If agile training were enough to generate results, why the dismal record of agile adoption in companies of all sizes in all industries? For example, the most recent “State of Agile” report found that of over 1,000 diverse respondents from all parts of the world, only 11% could say they were highly competent in agile methodology. Over and over in our experience as consultants, we see teams focused on agile compliance, holding prescribed team “ceremonies” like sprint review sessions and using standard agile process tools like burndown charts. But the same teams display terrible agile performance, with products and systems that don’t respond to customer needs.

In one team, we saw the world’s most beautiful tracking system in place, with perfect kanban cards on the wall detailing new features to be designed and charts everywhere showing steady progress. However, no one was seeing any results in the rest of the business — and when we investigated, we found that the team had completely ignored its internal and external customers, failing to give them access to any of the shiny new software. Its rituals were perfect, but it hadn’t achieved business results — and most of the team members involved, including the chief technology officer (CTO), were fired soon after this problem became evident.

The answer isn’t to “agile harder,” to swap out one set of rituals for another or to try to certify team members out of the situation. Instead, the solution is to build the cultural foundation that enables the organization to use agile practices as they were intended. At its heart, agile is about the human skills of collaboration and communication. To reap the benefits of agile, we need to learn to build trust, eliminate sources of fear, align on “why” and make effective commitments with real accountability. And everyone — engineers, internal users and executives — can start this cultural transformation by learning to improve his or her conversations.

It turns out that there’s 45 years of social science research backing the idea that having better conversations will lead to improved performance and that doing so is a skill that can — indeed, must — be learned. Chris Argyris, professor of organizational behavior at Yale and Harvard, studied over 10,000 people from all backgrounds and found consistent patterns of defensive, unproductive behavior that could, with deliberate practice in the art of difficult conversations, be unlearned. It was exactly these rigid, defensive patterns that early agile practitioners aimed to undo, valuing “individuals and interactions” and “collaboration” over rigid practices. One of the originators of the term “agile” even considered “conversational software development” when developing the name!

Training team members in these skills — even introverts who would rather talk to a computer than a human — may sound difficult, but, in our experience, it is is achievable. By recording their conversations, reflecting on how they can improve them, revising them accordingly and role-playing to reinforce the new methods (“the four Rs”), participants can begin, in a few hours, to move from rigid defensiveness to a transparent, curious, flexible mindset.
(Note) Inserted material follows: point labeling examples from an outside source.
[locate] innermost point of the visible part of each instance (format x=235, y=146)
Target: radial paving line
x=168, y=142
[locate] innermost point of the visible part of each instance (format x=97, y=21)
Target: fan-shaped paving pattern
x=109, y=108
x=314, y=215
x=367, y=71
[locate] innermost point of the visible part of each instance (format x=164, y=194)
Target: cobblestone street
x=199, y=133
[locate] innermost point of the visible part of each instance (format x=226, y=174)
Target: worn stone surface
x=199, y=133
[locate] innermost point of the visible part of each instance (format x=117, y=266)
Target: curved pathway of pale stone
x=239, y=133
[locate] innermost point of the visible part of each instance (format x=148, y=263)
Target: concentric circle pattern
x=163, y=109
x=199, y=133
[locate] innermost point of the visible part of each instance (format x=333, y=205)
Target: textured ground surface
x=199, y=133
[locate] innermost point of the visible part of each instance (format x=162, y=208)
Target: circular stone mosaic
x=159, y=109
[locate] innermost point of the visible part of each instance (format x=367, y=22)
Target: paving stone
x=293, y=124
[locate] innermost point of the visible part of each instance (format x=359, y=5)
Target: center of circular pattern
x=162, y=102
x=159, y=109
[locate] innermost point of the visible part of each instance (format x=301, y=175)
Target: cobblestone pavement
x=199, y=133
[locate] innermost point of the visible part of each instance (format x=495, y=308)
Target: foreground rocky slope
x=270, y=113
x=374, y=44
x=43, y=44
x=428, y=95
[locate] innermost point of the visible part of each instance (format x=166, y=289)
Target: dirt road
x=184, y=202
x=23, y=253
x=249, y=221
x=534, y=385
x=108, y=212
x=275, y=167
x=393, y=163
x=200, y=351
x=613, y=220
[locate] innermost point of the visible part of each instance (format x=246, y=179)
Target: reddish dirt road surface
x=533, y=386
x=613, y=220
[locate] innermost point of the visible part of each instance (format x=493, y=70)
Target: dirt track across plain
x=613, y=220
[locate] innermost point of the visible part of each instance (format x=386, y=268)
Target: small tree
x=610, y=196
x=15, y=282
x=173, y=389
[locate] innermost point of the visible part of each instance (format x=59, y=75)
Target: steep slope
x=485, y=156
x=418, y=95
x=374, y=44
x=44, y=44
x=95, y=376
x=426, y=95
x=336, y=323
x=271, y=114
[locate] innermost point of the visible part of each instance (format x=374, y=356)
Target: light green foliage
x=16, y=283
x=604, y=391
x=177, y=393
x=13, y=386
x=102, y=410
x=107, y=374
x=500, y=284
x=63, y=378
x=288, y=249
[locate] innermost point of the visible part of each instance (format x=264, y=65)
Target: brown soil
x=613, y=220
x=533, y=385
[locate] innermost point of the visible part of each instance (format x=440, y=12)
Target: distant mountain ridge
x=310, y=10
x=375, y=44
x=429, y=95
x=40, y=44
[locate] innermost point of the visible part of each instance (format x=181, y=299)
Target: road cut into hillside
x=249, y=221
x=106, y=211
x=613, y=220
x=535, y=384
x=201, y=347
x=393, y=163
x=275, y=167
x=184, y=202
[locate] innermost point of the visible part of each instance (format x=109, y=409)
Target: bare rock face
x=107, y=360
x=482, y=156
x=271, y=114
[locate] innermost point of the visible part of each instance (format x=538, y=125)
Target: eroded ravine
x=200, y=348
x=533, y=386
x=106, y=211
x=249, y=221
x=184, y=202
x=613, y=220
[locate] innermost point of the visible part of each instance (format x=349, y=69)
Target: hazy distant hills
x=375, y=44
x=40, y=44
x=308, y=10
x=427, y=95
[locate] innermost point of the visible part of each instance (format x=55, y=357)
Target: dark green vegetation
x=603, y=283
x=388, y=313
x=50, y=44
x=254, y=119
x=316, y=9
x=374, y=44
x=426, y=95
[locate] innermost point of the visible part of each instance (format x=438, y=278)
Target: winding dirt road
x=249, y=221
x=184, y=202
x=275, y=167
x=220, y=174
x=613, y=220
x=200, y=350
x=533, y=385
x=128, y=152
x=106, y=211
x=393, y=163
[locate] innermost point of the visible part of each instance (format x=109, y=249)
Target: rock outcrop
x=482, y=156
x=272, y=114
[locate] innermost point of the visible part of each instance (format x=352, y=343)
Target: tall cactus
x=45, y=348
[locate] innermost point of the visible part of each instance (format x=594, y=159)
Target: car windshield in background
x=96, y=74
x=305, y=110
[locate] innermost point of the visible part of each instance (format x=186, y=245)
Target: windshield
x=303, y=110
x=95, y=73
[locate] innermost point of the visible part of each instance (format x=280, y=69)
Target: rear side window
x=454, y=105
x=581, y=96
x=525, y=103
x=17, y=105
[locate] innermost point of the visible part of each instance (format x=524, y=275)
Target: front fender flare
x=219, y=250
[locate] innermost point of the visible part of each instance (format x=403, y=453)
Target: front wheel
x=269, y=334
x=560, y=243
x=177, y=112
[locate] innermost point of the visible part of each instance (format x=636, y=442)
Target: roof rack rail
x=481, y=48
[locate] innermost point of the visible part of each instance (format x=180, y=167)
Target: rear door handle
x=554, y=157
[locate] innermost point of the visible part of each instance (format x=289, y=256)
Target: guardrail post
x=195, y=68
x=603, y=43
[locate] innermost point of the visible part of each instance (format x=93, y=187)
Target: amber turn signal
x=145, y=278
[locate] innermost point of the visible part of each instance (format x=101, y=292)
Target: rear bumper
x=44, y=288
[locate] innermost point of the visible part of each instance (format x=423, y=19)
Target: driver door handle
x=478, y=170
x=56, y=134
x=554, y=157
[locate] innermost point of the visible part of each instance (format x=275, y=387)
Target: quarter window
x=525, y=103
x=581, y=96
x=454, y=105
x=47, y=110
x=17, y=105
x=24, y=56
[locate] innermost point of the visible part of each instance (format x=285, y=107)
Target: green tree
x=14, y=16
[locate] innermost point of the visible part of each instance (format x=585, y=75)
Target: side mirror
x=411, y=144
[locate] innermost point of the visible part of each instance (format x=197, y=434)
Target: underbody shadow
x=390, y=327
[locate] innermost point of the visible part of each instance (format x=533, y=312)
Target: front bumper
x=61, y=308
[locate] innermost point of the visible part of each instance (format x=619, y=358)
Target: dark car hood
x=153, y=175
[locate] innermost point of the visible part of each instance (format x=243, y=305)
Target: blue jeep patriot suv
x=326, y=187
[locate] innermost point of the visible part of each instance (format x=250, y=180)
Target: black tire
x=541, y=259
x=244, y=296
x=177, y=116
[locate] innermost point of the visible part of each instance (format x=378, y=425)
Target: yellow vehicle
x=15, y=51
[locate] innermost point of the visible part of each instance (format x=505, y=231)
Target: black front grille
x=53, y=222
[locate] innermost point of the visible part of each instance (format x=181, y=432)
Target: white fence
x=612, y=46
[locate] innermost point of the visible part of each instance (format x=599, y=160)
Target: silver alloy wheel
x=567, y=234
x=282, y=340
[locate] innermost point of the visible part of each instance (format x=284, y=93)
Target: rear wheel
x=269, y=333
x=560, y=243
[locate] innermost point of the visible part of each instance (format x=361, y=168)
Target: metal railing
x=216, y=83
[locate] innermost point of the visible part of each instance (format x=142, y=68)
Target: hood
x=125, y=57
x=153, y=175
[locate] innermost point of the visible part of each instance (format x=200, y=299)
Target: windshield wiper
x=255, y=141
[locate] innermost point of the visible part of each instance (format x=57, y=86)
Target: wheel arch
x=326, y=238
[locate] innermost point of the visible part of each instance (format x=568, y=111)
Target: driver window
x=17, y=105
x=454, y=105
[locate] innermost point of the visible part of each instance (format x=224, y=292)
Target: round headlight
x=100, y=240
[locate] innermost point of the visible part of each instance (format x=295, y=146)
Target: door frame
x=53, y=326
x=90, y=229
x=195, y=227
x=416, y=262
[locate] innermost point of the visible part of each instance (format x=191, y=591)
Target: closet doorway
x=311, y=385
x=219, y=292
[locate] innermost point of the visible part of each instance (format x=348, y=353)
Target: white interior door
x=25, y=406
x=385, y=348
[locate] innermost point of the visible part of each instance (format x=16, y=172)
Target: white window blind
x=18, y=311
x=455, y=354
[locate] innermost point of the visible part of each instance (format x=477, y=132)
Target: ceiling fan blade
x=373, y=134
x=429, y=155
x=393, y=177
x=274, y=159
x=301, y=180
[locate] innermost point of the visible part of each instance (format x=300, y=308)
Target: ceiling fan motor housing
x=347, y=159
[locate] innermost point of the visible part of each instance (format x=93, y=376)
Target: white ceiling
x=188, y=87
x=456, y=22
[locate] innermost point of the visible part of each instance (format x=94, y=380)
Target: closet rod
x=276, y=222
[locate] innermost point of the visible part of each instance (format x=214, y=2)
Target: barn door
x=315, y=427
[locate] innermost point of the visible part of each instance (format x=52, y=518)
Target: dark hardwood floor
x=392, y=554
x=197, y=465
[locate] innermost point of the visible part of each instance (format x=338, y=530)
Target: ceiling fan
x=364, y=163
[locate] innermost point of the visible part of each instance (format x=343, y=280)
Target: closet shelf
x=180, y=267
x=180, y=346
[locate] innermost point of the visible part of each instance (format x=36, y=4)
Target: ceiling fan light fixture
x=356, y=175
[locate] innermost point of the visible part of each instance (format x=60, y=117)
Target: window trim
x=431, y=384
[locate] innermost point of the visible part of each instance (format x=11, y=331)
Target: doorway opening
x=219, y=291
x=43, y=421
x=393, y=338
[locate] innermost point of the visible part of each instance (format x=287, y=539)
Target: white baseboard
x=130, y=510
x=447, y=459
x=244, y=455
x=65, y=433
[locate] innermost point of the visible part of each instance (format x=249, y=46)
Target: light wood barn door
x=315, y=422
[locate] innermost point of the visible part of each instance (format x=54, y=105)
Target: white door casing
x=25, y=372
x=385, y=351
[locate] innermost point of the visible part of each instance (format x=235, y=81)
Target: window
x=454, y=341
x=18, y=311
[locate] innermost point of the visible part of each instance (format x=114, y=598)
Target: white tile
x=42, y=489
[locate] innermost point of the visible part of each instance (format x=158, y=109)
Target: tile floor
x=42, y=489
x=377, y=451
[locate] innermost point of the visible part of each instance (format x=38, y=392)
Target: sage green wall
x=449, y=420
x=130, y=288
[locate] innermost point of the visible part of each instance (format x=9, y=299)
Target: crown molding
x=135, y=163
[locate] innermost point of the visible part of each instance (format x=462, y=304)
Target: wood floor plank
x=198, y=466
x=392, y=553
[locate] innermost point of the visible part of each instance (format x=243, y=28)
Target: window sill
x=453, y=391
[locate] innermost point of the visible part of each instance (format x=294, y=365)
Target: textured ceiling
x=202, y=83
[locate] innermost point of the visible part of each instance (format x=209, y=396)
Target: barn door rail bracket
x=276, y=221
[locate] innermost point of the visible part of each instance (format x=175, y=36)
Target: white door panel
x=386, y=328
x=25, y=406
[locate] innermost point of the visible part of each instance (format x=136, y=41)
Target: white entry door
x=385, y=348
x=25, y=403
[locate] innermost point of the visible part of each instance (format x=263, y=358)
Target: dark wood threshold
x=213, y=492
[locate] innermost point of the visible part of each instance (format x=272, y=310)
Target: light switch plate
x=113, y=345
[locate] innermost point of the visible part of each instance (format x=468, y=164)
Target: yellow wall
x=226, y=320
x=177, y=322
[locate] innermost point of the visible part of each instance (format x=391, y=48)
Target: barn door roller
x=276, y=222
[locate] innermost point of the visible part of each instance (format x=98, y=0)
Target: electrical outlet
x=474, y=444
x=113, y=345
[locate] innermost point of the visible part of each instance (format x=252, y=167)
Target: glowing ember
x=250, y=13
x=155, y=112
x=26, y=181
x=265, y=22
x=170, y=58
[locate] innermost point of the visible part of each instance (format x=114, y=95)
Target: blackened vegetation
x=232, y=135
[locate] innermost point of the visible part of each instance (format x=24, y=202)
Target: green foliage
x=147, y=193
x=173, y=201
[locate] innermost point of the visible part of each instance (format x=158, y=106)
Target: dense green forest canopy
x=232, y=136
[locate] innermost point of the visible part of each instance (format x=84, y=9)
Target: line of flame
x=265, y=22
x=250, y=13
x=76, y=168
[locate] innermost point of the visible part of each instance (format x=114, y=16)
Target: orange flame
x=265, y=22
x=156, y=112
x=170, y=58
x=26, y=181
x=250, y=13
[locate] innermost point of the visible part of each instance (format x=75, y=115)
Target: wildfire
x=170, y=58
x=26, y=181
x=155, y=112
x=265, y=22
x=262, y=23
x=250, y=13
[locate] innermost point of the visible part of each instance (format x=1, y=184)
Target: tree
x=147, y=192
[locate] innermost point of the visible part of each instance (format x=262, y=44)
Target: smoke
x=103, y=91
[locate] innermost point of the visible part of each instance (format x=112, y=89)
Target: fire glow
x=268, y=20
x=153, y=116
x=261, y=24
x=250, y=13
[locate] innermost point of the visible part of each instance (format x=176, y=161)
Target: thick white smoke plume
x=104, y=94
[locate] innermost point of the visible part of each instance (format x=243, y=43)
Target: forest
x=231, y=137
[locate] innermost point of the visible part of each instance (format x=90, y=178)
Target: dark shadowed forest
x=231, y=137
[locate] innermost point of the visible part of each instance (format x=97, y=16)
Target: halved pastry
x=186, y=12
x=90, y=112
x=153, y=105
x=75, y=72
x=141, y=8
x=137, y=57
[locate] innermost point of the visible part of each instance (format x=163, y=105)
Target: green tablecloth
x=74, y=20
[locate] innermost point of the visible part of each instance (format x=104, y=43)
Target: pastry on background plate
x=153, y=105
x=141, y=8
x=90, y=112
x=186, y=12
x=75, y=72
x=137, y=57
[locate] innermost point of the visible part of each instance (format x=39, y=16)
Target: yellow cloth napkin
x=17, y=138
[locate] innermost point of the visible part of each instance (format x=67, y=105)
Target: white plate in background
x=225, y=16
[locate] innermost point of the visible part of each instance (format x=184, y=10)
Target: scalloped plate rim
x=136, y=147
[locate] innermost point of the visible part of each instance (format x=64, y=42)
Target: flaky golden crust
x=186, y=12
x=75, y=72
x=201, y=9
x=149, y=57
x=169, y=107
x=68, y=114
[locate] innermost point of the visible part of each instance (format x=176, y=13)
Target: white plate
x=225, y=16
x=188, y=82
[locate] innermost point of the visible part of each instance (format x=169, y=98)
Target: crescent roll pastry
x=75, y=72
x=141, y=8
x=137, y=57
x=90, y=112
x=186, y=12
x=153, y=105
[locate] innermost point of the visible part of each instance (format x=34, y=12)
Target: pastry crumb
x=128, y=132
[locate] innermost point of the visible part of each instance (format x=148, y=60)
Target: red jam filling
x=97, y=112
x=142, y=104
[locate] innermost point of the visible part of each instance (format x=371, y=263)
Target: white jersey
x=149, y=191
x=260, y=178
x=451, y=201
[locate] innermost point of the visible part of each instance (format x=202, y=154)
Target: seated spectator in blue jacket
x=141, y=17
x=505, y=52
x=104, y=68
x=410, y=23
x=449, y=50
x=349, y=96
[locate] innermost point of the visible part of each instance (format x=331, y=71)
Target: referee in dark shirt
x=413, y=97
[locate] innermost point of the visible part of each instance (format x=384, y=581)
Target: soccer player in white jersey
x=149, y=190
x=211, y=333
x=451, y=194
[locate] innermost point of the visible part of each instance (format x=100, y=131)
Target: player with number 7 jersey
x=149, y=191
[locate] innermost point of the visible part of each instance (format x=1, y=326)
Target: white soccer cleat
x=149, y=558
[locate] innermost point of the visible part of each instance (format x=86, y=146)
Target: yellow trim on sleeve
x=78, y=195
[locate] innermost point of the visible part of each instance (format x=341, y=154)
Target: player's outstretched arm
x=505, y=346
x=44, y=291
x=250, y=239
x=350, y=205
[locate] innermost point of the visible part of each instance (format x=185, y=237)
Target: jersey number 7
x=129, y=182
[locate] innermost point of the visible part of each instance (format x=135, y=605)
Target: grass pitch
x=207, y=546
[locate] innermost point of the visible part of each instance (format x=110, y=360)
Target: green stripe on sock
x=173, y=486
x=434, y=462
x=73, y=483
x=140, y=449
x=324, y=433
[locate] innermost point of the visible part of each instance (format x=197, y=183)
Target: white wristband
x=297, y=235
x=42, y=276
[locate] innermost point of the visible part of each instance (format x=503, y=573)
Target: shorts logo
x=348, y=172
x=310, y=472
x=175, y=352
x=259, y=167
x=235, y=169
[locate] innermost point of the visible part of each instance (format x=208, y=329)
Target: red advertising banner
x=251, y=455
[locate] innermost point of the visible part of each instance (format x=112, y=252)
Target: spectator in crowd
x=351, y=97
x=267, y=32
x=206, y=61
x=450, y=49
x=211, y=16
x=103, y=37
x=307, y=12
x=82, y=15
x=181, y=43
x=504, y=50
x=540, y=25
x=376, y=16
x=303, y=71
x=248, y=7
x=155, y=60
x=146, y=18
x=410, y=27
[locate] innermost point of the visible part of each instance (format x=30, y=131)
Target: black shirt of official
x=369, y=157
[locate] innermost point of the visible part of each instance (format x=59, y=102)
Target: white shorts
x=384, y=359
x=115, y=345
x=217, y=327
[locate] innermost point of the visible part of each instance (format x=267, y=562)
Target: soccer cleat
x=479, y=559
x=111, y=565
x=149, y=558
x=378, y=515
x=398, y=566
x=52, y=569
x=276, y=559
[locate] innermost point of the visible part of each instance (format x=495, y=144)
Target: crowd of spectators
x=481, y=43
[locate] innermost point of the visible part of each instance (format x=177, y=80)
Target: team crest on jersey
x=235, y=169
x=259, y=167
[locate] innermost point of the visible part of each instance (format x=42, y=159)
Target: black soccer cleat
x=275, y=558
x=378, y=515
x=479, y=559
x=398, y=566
When we shift the focus from ceremonies and rituals to conversations and relationships, we consistently see that within weeks, information technology (IT) teams make huge gains in productivity and responsiveness as they remove the barriers that made their prior attempts unproductive.

Is agile training not working for you? Instead of spending more time and energy chasing compliance, why not try fixing the real problems: lack of trust, unmitigated fear, and misalignment of IT and business? All we have to lose is our defensiveness.